Japan and the US visitors were down by 19.5 and 19.6 per cent respectively, a loss of 5413 visitors.
Our biggest inbound market, Australia, was up 0.7 per cent, the UK was down 4.8 per cent and Germany down 4.6 per cent.
Tourism NZ's acting chief executive, Tim Hunter, said the numbers were in line with expectations and added weight to the organisation's forecast of a 5 per cent decrease for overall visitor arrivals to the end of February.
At the same time, arrivals from China and Korea were up 61.5 and 33.6 per cent respectively, and Mr Hunter said both were markets which held great potential.
Tourism NZ would continue campaigns in Japan and the US, the two markets which generated the highest per-visit spend from tourists.
"Tourism NZ can't sit on its hands while you have markets of that size and yield down so much," he said.
A joint $US1 million campaign with the Australian Tourism Commission and Air New Zealand, encouraging Americans to holiday in New Zealand and Australia, would begin in January.
This was not too late to have an effect on the vital summer tourism season, Mr Hunter said, because Americans often booked holidays in January for travel in February and March.

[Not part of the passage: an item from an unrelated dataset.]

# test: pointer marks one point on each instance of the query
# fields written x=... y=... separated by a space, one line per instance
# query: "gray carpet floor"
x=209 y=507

Meanwhile Sky City's general manager of sales, Kerry Rice, said the casino and hotel complex expected to maintain its room occupancy rates above 90 per cent in February and March, by shifting its marketing focus to growing Asian markets.
"We will continue to actively work in [the European and US] markets but while they are soft there is no point in putting all your eggs in those baskets," Mr Rice said.
"So while we continue to work on them for long-term business we also switch our focus to where we know we can get short-term business."
Mr Rice said that last March the company's central Auckland hotel was 97 per cent full and "I'm fairly confident of getting close to that [next year]. It may be a different market mix, but we will get it".